Note: For troubleshooting, precede the -c argument(s) with -noexit to keep the PowerShell session(s) open.

---

Alternative, with prior setup:

As Joel Coehoorn points out, one way to allow a non-admin user to execute a preconfigured operation - only - with administrative privileges is to set up a scheduled task that runs with admin credentials and performs the desired operation, which non-admin users can then invoke on demand.
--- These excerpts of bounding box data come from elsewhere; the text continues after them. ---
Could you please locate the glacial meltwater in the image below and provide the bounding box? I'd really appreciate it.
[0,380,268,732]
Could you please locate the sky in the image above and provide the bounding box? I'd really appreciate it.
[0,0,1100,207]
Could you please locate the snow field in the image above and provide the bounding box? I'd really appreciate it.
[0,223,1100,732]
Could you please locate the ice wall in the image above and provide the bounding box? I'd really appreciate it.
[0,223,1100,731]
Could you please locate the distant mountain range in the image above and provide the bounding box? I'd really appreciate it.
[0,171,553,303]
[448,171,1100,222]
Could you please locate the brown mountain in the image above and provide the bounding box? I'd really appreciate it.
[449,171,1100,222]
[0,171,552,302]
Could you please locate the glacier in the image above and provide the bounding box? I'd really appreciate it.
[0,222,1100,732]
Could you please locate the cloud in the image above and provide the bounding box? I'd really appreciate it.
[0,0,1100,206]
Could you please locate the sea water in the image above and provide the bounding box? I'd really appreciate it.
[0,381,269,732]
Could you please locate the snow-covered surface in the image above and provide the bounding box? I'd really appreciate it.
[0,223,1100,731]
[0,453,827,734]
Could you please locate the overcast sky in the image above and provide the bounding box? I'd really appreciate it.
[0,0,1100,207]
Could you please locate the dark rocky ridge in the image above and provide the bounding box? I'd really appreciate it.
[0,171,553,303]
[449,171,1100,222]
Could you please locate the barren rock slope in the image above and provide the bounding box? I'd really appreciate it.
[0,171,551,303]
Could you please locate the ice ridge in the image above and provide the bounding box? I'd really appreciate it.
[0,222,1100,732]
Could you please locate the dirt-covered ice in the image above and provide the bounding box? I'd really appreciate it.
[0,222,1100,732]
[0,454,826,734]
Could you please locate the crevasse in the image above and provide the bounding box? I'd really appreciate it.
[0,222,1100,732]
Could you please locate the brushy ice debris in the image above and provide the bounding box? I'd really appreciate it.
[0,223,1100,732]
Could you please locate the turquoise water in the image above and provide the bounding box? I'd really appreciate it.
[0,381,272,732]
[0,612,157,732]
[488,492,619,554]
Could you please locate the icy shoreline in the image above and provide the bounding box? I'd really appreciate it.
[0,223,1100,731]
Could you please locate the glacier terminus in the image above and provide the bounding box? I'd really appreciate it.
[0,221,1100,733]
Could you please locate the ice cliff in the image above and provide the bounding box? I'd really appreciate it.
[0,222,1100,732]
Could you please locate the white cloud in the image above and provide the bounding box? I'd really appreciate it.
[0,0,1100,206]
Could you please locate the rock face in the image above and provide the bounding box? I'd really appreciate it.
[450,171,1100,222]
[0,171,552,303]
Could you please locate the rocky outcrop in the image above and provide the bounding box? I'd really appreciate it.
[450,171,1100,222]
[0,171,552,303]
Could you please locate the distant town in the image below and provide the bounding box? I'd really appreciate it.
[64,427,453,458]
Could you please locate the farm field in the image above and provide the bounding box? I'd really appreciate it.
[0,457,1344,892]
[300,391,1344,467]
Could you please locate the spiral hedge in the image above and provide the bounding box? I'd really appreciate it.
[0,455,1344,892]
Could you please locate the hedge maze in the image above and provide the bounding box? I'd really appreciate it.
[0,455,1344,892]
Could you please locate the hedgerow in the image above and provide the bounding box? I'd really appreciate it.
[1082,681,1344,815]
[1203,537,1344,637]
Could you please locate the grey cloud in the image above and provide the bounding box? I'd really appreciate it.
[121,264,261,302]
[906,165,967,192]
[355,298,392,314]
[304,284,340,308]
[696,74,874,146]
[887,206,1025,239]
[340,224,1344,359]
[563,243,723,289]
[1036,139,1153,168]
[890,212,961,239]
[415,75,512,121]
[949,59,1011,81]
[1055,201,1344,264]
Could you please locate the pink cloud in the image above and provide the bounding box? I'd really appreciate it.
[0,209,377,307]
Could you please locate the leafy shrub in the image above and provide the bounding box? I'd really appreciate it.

This would obviate the need for a password altogether, but be sure that the operation is truly safe for non-admin users to perform.

Note: Having a scheduled task run by a non-admin user / from a non-elevated process can fail under certain circumstances - though it does work in the scenario at hand, according to Joel; as he notes in reference to this Server Fault post:

I think part of the problem was trying to run as SYSTEM rather than a specific privileged user in elevated mode. It also talks about contexts like SCCM and startup, where certain registry keys are not available, and the powershell code to invoke the task may also have changed.

Answer 2

You should be able to use Start-Process -RunAs for the powershell.exe command and it will elevate. Note that this will trigger UAC if the vBA process isn't already elevated.

The kicker is that if you are trying to self-elevate from a different process, Start-Process is a PowerShell cmdlet so you will need to basically run PowerShell to run another elevated PowerShell session. The command will look something like this:

powershell.exe -Command "Start-Process -Wait -Verb RunAs powershell.exe '-Command ""YOUR ELEVATED CODE HERE""'" 

You can test this with the following command in Command Prompt that will output "hello", wait for a key-press, then exit:

powershell.exe -Command "Start-Process -Wait -Verb RunAs powershell.exe '-Command ""echo hello; cmd /c pause""'"

Note that this is how you would invoke the command from the command line, whether PowerShell or CMD. You may need to tweak the escape sequences if calling from another language.

---

You should also make use of the -Command parameter when invoking powershell.exe or pwsh from somewhere else and want to exit the session once the command is complete, or the -File parameter for the same but it's a script.

You also need to make use of the -Wait parameter when you call Start-Process or else it won't block. This is antithesis to the general executable invocation pattern that non-GUI programs usually don't need the -Wait parameter to block until the process exits.